Multiple environments

omega|ml provides three concepts to work with multiple environments, each focussed on a specific need.

  • context - a context provides a completely seperate environment, where all datasets, models, jobs as well as the runtime is distinct from any other other context. Think of this is the equivalent of a seperate account.

  • buckets - a bucket is a logical subset of a context. It utilizes the same database and the same runtime as any other bucket within the same context. Think of this a a top-level folder in an other-wise shared environment.

  • routing - tasks submitted to the runtime can specify resource requirements, which effectively route tasks to different workers. Multiple contexts can use the same runtime resources. Think of this as compute cluster segregation e.g. by client or project.

Working with Contexts

omega|ml contexts are created by calling the om.setup() function, returning a configured Omega() instance:

# development environment
om_dev = om.setup(mongo_url=...., celeryconf=....)
# production environment
om_prod = om.setup(mongo_url=...., celeryconf=....)

Working with Buckets

Each Omega instance is configured to a particular bucket, the default being omega. To get an instantance configured for an other bucket use:

om_foo = om['mybucket']

Buckets are an easy built-in way to separate environments, projects and users. For example,

# an environment for user1
om_user1 = om['user1']
# an environment for project_a
om_prjA = om['projec_a']
# development
om_dev = om['dev']
# production
om_prod = om['prod']
# etc.

Promoting objects between contexts and environments

Object promotion copies objects from one context to another, more specifically from one bucket to another bucket.

Note

Promoition is more than a simple copy: Some objects may require conditions to be met (e.g. a model must be trained) before the promotion works.
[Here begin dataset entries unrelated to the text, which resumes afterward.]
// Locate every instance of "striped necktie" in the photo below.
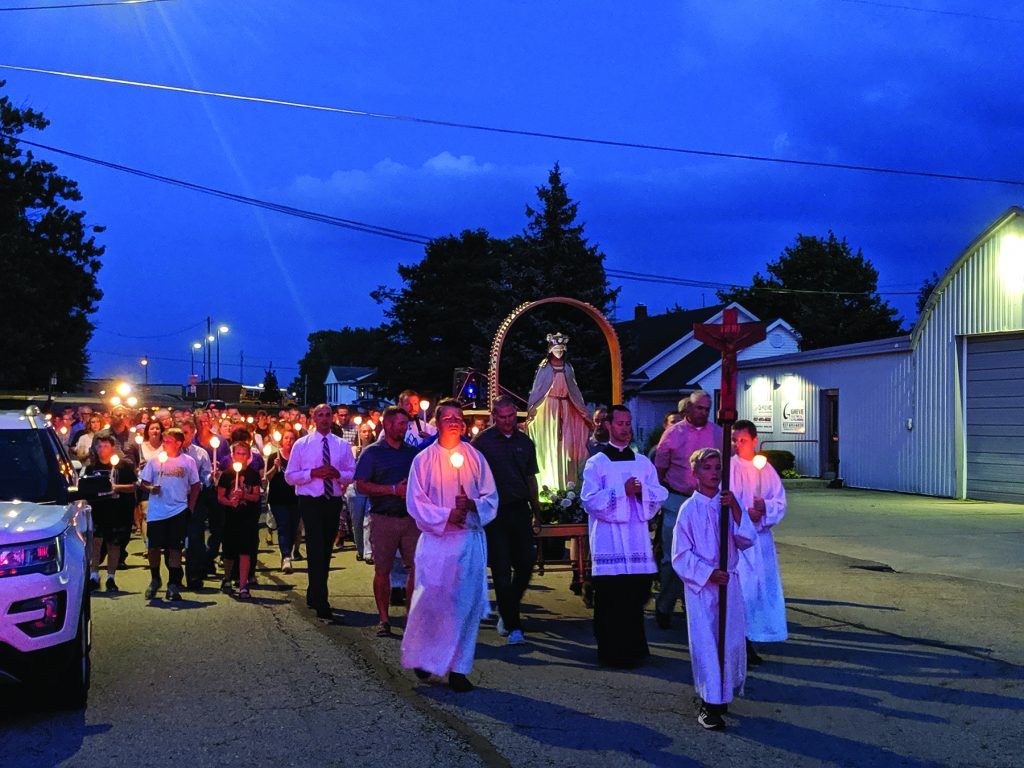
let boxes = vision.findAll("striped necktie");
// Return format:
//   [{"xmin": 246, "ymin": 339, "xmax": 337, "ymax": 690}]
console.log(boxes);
[{"xmin": 324, "ymin": 435, "xmax": 334, "ymax": 499}]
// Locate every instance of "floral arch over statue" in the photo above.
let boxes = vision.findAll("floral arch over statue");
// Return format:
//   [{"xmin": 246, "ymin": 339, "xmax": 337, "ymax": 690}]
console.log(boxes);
[{"xmin": 487, "ymin": 296, "xmax": 623, "ymax": 407}]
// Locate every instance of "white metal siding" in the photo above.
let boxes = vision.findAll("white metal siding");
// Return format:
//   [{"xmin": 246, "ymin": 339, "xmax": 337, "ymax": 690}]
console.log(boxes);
[
  {"xmin": 738, "ymin": 352, "xmax": 916, "ymax": 492},
  {"xmin": 966, "ymin": 335, "xmax": 1024, "ymax": 503},
  {"xmin": 912, "ymin": 216, "xmax": 1024, "ymax": 498}
]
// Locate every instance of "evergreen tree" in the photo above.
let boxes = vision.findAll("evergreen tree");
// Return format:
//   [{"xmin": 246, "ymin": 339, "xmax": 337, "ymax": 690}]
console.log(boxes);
[{"xmin": 0, "ymin": 81, "xmax": 103, "ymax": 390}]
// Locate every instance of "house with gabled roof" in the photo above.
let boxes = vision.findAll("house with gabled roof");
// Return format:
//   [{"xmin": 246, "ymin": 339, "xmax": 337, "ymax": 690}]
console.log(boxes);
[
  {"xmin": 615, "ymin": 302, "xmax": 800, "ymax": 444},
  {"xmin": 324, "ymin": 366, "xmax": 377, "ymax": 406}
]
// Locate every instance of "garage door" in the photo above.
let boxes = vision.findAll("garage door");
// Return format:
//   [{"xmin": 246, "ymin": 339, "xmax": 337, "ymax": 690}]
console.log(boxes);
[{"xmin": 967, "ymin": 335, "xmax": 1024, "ymax": 504}]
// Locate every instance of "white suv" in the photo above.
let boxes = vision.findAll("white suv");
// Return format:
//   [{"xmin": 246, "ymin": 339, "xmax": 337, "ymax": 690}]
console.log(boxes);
[{"xmin": 0, "ymin": 407, "xmax": 92, "ymax": 708}]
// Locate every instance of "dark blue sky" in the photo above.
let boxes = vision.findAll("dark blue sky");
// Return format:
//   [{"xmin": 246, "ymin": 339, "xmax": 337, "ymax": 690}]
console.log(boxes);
[{"xmin": 0, "ymin": 0, "xmax": 1024, "ymax": 391}]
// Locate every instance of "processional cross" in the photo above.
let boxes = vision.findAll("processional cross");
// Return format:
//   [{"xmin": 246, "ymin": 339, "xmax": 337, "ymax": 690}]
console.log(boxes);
[{"xmin": 693, "ymin": 308, "xmax": 765, "ymax": 693}]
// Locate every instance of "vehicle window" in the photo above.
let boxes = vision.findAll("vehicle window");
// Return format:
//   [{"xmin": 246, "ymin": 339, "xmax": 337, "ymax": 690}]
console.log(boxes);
[{"xmin": 0, "ymin": 429, "xmax": 67, "ymax": 502}]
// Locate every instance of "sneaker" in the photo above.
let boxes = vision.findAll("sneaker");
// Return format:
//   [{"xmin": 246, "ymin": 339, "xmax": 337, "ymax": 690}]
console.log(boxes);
[{"xmin": 697, "ymin": 705, "xmax": 725, "ymax": 731}]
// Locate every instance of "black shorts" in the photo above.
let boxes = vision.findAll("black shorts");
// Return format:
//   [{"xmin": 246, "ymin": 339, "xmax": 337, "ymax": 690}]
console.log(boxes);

The default implementation of object promotion does not impose any conditions and works as a copy/replace.

om_dev.datasets.promote('sales', om_prod.datasets)
om_dev.models.promote('sales-prediction', om_prod.models)

Working with runtime routing

When using om.runtime tasks are submitted to a runtime worker. A runtime worker is any compute node that runs an omegaml worker. Tasks are submitted by sending a message to a celery queue, by default all tasks are routed to the :code:’default` queue. Any other queue can be specified:

# this will route the fit task to a gpu node
om.runtime.require('gpu').model('mymodel').fit(...)

The same can be achieved on the command line:

$ om runtime --require gpu model mymodel fit ...

Similarly, the runtime provides a local option which means the task is run locally. This is useful for debugging, e.g. when running a script.

om.runtime.mode(local=True).model('mymodel').fit(...)

Models can be permanently bound to a particular route by specifying the queue name in the model’s metadata attributes:

# specify the .require() value as part of the metadata
specs = {
   'label': 'gpu'
}
om.models.put(reg, 'mymodel', attributes=dict(require=specs))

# using the runtime will automatically apply .require('gpu')
om.runtime.model('regmodel').fit()